There are a few solutions to the staggering problem of income inequality. One would be to raise the minimum wage, something that President Obama, 80% of Americans, and two-thirds of small business owners support. While I find Obama’s proposal of $9 to be too little, and the demands of fast food workers to raise the minimum wage to $15 to be too much, I think that somewhere around $11 (the minimum wage's peak real value, which was back in 1968) and tying it to inflation is fair.
This is good policy for a number of reasons. Studies have shown that raising the minimum wage in most cases has no effect on employment, and in some instances has increased it. Since productivity has doubled while the minimum wage has decreased in real terms over the past few decades, a raise is indeed in order. Workers getting a raise from a minimum wage increase would have more money to spend in the economy. It also benefits big business too by having more customers in the market to buy their goods.
As I have explored in an earlier piece, taxpayers are actually subsidizing Wal-Mart and other big corporations in more ways than one. Despite corporate profits hitting record highs, multinational corporations have been receiving tax breaks for outsourcing production and other loopholes, while their minimum wage employees are forced onto government welfare programs like food stamps and Medicaid because they cannot afford the cost of living. This double whammy of taxpayers footing the bill, combined with the average CEO nowadays making 185 times more than the average worker, makes it clear that corporations can indeed afford a hike in the minimum wage.

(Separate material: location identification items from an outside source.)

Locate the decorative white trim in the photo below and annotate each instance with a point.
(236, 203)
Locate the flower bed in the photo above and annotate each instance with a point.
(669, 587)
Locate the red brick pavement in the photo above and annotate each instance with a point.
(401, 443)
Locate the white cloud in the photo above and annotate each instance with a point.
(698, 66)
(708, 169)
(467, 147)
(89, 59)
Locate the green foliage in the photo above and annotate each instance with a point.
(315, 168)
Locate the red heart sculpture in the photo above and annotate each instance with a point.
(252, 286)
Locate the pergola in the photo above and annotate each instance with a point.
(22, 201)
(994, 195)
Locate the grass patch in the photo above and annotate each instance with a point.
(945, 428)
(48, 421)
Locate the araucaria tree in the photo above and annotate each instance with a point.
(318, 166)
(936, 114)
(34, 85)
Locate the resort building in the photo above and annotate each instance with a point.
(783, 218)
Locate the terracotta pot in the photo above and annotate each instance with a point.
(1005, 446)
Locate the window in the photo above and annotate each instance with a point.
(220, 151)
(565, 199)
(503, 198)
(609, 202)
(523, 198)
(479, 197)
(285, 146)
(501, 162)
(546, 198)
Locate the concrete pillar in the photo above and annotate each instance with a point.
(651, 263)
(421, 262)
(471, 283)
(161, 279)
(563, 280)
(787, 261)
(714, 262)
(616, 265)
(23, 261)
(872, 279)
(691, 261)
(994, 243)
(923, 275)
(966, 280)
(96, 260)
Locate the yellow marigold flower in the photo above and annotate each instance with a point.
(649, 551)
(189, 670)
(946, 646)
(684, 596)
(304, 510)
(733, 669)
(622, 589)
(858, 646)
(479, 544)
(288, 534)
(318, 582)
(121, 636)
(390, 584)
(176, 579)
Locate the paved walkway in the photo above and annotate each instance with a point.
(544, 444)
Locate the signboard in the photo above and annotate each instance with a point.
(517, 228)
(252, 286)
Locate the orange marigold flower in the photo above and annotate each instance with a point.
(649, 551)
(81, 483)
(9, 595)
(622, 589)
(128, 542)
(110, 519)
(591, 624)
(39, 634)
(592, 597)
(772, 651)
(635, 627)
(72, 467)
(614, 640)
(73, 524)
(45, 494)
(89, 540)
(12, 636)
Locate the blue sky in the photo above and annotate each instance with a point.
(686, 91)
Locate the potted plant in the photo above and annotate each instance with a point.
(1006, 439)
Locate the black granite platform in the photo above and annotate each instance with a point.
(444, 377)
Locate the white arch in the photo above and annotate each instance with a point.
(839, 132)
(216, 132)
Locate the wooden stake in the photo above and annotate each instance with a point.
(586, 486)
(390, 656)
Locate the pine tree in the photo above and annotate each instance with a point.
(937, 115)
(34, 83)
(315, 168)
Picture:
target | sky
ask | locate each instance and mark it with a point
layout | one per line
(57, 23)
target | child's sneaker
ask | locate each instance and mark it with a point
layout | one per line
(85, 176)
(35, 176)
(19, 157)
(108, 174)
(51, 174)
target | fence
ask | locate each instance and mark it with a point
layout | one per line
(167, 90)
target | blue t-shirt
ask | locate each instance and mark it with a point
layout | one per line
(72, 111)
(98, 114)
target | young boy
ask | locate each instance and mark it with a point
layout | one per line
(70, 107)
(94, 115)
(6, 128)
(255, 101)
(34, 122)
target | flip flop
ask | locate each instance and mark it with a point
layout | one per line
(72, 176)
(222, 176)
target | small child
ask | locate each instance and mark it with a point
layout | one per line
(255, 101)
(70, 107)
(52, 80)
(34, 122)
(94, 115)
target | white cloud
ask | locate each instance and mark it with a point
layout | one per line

Another solution would be to strengthen labor unions. Unions built up the middle class and were an essential part of the “virtuous cycle of growth” in the post-World War II economic boom. However, the decline in labor unions in the past thirty years has strongly correlated with the shrinking size of the middle class.
One of the biggest obstacles hampering the ability of workers to organize are the so-called right to work laws. The laws sound like something anybody would support based on the name alone, but the term “right to work” is a misnomer.
Right to work laws enable the unfair practice of “freeriding”; that is, workers are able to have all the benefits of union representation without paying union dues or agency/fair share fees. This eliminates the incentive to join a union, and compromises the union’s position in collective bargaining. As a result, unions lose membership and are starved for funding, while workers lose job security, earn less money, and are impeded from forming new unions. It is no wonder then that seven out the ten poorest states have right to work laws, and wages in right to work states are roughly $1,500 less per year than in free bargaining states.
The provision in the Taft-Hartley Act that allows the states to pass right to work laws should be repealed, which would end right to work in one fell swoop across the country. While I do not believe that workers should be forced to join a union (a right that is protected under current law), agency and fair share fees that require non-union employees to help shoulder the cost of collective bargaining on their behalf should be mandated nationwide in unionized workplaces.
Ultimately, income inequality and the concentration of wealth in the hands of the richest 1% threatens to cripple the economy in the long run. To combat this serious problem, we need strong labor unions to help rebuild the middle class, the engine of economic growth. This needs to go hand in hand with a minimum wage hike and a policy of fair, rather than free, trade. Only then will America see the "virtuous cycle of growth" once again.